The school has made attendance compulsory and all the pupils are required to attend classes in their uniform. 

“Once the classes are over, the teachers assign homework for students. The children miss wandering around and seeing the outside world. They sometimes feel like they are locked up in the house. The classes and homework just give them additional stress during this time,” says Smitha*.  In some classes, the child pays attention but eventually forgets, she adds.

Smitha* is forced to sit with Aadhi* for the whole duration. “Whenever Aadhi* doesn’t understand something, he turns towards me to ask doubts. We keep the mic in mute to avoid unnecessary sounds and I also see other children refraining from asking doubts,” she says.

Morning Zoom classes have become a routine for Aadhi* for the past one month. When asked what he learned in his Zoom classes, he contemplates and says, “I learnt Maths. Noun and pronoun in grammar…. but I forgot the rest.” 

However, he adds that once the lockdown is over, he will surely buy a pair of binoculars to see the birds flying in the sky.

Taking classes for students through Zoom has become a norm in many well-known institutions in Chennai. Not just the secondary or higher secondary classes, but even the primary sections and younger students are forced to go through the routine.  

According to the parents, the teachers say that they are conducting classes since parents keep demanding that they do so.
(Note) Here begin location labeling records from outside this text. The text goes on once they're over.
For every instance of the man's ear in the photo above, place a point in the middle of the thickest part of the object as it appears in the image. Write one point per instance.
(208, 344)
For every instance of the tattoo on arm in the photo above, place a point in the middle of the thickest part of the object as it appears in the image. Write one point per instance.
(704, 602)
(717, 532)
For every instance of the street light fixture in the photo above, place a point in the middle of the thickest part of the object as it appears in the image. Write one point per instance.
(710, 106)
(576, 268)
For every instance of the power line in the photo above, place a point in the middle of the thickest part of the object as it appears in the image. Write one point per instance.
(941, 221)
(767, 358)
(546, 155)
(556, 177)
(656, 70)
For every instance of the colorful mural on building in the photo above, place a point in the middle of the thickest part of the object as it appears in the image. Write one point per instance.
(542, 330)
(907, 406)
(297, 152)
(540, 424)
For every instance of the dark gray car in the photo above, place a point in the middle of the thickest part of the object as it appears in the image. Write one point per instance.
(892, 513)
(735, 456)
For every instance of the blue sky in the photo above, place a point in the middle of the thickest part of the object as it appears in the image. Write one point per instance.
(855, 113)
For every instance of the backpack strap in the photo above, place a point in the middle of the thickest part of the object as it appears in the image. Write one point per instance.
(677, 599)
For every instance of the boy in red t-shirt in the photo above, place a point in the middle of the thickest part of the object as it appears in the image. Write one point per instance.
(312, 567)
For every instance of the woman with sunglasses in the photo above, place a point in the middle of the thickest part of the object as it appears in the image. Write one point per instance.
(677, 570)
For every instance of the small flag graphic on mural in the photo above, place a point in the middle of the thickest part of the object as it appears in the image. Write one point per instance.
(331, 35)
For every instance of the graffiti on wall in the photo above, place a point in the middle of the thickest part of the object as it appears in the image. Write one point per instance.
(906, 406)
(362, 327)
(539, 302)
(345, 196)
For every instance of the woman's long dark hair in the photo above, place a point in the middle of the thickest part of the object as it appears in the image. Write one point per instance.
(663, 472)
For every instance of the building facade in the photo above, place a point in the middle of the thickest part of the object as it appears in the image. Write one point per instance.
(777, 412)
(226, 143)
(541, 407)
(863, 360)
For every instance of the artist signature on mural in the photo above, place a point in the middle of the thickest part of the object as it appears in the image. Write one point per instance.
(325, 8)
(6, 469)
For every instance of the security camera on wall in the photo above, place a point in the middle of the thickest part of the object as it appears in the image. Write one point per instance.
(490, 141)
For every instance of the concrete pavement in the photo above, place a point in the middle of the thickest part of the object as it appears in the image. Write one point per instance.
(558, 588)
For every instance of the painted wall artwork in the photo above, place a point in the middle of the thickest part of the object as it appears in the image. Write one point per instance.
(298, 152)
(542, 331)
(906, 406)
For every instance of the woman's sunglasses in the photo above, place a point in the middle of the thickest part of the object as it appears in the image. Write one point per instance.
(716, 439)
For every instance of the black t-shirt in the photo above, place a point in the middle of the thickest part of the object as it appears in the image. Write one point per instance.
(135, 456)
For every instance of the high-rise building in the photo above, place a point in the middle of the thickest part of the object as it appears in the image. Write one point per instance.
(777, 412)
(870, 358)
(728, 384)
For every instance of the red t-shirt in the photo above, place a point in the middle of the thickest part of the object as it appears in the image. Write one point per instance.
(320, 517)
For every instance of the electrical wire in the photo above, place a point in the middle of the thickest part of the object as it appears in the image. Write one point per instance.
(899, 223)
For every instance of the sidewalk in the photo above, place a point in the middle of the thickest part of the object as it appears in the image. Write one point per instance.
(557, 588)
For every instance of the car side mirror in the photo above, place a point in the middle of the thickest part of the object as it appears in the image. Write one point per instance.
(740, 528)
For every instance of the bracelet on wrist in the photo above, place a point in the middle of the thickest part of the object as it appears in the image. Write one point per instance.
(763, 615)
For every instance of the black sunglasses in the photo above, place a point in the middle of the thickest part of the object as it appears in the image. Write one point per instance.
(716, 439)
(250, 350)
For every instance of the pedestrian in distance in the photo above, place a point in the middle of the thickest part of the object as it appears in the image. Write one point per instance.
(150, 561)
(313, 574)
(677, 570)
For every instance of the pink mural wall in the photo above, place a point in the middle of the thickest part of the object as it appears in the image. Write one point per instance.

However, the parents say that only a small group of people demand that the school administration continues with classes while others don’t want their kids to suffer.

For the next academic year, the state government on Friday announced its decision to release e-books for class 10, 11 and 12 students. 

However, online classes and access to resources remain elusive for government school children. Many of these schools don't have basic infrastructure and classes through Zoom and laptops are a distant dream. The Tamil Nadu government has a free laptop distribution scheme that provides laptops to students of government and government aided schools. However, the beneficiaries of the scheme are only higher secondary students.

Online classes undertaken in private or government institutions are likely to be discriminatory, warns educationalist Prince Gajendra Babu. “Online classes will not give access to an equal education system. During the time of a pandemic, when your family or your relatives are in a crisis, the institution expects you to attend these classes,” he says.

“Even if the students have access to infrastructure, when their fellow Indians are dying, the institutions are just going to teach the children to aim for a gold medal. This kind of approach can only help market driven MNCs. But this cannot be education,” Gajendra Babu alleges.

Stating that education is not reaching a heterogeneous crowd, the educationalist adds, “Online class is not a substitute for classroom education.  Once the pandemic is over, classes should resume and only after completing the portions in the classrooms, exams should be conducted. If the government announces exams based on online classes, then the exams are discriminatory and should not be conducted.”

Quoting various research papers which reportedly prove that stress reduces immunity, he says, “There are several researches that prove that stress decreases immune power. By taking classes, we are giving the children stress and indirectly decreasing their immunity."